多变量离子注入型量子阱混杂效应

为实现InP基单片集成光电子器件和系统,对InGaAsP/InGaAsP分别限制异质结多量子阱激光器结构展开量子阱混杂(QWI)技术研究。在不同能量P离子注入、不同快速热退火(RTA)条件以及循环退火下,研究了有源区量子阱混杂技术,实验结果采用光致发光(PL)谱进行表征。实验结果表明:在不同变量下皆可获得量子阱混杂效果,其中退火温度影响最为显著,且循环退火可进一步提高量子阱混杂效果;PL谱蓝移随着退火温度、退火时间和注入能量的增大而增大,退火温度对蓝移的影响最大,在注入剂量为1×10^14 ion/cm2,注入能量为600keV,750℃二次退火150s时获得最大蓝移量116nm。研究结果为未来基于QWI技术设计和制备单片集成光电子器件和系统奠定了基础。

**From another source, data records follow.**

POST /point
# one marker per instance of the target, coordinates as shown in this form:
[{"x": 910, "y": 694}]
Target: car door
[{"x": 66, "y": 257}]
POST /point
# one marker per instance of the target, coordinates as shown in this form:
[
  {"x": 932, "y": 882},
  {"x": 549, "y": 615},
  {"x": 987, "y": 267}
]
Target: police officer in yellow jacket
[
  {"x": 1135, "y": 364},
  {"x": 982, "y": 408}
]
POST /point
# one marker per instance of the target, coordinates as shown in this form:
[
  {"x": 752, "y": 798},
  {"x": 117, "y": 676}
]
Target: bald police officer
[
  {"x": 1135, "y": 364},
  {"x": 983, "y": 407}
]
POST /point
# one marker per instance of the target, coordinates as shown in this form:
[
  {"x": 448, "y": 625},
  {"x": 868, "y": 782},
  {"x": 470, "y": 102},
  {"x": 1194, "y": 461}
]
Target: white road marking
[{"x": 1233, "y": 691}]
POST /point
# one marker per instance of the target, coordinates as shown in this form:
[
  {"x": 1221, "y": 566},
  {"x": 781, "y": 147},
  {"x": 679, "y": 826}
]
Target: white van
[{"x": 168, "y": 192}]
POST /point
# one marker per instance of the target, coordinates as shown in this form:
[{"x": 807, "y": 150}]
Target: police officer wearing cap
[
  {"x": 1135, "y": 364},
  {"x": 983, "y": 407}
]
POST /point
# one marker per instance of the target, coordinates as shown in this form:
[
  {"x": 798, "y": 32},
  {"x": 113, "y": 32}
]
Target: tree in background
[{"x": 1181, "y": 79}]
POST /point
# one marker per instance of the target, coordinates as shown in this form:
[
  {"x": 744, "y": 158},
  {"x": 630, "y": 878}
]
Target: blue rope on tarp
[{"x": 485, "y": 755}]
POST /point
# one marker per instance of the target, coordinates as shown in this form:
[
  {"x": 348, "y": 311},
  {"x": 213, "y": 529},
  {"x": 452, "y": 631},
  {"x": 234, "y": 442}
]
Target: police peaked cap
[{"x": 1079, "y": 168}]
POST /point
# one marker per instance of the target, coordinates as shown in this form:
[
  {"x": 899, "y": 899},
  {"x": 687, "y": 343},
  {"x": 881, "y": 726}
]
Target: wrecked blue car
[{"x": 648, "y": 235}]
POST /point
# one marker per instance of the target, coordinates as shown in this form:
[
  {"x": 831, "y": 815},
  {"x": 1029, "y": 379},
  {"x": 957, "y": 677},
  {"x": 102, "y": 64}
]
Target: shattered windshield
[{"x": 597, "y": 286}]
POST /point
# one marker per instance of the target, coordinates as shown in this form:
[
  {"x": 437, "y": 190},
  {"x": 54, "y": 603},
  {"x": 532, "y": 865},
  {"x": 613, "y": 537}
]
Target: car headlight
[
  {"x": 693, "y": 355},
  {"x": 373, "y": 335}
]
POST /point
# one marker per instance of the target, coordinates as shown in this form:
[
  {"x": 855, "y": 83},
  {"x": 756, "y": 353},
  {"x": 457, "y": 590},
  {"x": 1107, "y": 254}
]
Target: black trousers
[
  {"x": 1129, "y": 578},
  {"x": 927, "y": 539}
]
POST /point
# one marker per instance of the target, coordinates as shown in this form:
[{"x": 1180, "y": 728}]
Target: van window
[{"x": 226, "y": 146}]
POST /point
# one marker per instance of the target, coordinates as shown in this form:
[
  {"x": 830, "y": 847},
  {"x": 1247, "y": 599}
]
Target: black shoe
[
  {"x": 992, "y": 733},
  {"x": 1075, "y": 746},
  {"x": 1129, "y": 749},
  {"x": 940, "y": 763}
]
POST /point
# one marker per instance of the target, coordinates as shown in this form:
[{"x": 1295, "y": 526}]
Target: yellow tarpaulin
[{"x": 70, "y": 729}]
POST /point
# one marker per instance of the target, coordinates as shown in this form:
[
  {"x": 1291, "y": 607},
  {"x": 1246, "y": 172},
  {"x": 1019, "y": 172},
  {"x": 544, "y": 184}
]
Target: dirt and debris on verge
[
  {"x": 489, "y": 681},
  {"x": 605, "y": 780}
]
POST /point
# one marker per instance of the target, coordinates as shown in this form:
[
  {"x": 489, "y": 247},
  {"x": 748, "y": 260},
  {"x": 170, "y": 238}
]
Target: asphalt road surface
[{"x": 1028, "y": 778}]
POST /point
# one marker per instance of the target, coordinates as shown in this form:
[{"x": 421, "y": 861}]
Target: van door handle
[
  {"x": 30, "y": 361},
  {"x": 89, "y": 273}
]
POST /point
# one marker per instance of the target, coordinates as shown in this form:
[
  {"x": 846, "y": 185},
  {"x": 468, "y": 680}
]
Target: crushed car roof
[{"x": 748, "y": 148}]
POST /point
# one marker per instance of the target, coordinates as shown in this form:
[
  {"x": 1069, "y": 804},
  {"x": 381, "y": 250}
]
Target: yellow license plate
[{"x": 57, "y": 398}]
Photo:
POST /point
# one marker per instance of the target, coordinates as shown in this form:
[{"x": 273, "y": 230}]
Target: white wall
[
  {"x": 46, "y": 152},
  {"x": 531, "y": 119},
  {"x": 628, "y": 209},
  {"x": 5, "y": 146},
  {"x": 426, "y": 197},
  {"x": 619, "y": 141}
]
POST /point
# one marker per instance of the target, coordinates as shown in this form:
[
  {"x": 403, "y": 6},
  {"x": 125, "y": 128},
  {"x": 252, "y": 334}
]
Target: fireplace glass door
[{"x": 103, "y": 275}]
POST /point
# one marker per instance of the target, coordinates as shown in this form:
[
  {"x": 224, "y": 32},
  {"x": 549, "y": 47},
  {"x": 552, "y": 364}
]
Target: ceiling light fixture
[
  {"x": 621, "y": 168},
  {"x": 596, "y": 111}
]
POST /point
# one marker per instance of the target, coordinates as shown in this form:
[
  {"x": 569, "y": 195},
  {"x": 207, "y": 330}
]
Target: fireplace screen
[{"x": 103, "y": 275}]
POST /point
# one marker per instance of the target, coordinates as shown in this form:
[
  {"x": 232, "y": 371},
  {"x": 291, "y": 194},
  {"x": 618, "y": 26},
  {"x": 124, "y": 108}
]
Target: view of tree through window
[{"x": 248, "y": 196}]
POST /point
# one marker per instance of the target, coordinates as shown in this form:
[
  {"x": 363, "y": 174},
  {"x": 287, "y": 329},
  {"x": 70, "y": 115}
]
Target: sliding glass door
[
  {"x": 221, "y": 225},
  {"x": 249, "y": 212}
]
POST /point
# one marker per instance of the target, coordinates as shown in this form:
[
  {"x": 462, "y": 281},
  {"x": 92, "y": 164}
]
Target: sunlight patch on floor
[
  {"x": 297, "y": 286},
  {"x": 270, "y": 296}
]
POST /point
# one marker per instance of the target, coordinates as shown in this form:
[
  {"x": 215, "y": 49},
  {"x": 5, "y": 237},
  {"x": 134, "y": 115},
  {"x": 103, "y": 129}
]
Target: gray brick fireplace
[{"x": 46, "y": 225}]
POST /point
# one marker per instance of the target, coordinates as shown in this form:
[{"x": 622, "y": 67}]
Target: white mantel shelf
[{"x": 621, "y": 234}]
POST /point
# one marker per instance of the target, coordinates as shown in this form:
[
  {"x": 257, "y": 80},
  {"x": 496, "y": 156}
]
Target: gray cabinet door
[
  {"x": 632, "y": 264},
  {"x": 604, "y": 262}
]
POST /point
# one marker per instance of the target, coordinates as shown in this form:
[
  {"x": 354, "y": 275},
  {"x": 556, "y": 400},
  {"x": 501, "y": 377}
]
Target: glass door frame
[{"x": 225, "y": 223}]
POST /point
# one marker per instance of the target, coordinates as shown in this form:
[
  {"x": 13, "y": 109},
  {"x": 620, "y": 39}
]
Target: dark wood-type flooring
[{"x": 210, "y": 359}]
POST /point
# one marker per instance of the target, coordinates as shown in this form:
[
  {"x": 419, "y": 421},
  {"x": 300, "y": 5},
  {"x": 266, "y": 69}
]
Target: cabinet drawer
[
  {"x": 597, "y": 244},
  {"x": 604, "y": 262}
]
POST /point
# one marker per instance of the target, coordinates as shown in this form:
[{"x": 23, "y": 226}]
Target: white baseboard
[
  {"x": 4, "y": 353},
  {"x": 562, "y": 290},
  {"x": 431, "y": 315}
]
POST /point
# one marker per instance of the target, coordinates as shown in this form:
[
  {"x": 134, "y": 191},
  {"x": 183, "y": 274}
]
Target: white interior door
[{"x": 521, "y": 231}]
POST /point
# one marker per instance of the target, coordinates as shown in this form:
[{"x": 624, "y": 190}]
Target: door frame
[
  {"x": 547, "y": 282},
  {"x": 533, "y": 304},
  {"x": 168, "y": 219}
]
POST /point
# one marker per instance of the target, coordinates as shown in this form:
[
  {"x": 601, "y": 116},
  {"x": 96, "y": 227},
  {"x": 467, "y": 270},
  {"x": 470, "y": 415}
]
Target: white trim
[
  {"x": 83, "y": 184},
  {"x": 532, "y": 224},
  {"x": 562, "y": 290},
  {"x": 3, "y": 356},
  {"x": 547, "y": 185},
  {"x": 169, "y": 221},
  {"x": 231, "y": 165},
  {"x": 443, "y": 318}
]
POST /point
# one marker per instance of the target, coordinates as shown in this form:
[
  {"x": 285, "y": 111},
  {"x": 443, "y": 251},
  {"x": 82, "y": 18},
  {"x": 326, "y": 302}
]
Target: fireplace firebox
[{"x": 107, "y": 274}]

Multiple Factor Ion Implantation-Induced Quantum Well Intermixing Effect

To realize InP-based monolithic integrated optoelectronic devices and systems,the quantum well intermixing(QWI)technology has been experimentally investigated for the InGaAsP/InGaAsP confinement heterojunction multiple quantum well laser structures herein.The active-area QWI technology realized under P-ion implantation with different energies,different rapid thermal annealing(RTA)conditions,and cycle annealing is investigated,and the experimental results are characterized using photoluminescence(PL)spectra.Experimental results show that the QWI effect can be observed for all the samples with different variables,where the annealing temperature has the most significant effect and the cycle annealing can further enhance the QWI effect.The blueshift in PL spectra increases with the annealing temperature and time and implantation energy,and the annealing temperature has the greatest effect on the blue shift.Finally,the maximum blue-shift achieved is approximately 116 nm with secondary annealing at 750℃for 150 swhen the injection dose and energy are 1×10^14 ion/cm2 and 600 keV,respectively.Our findings will benefit future design and fabrication of monolithic integrated optoelectronic devices and systems using QWI technology.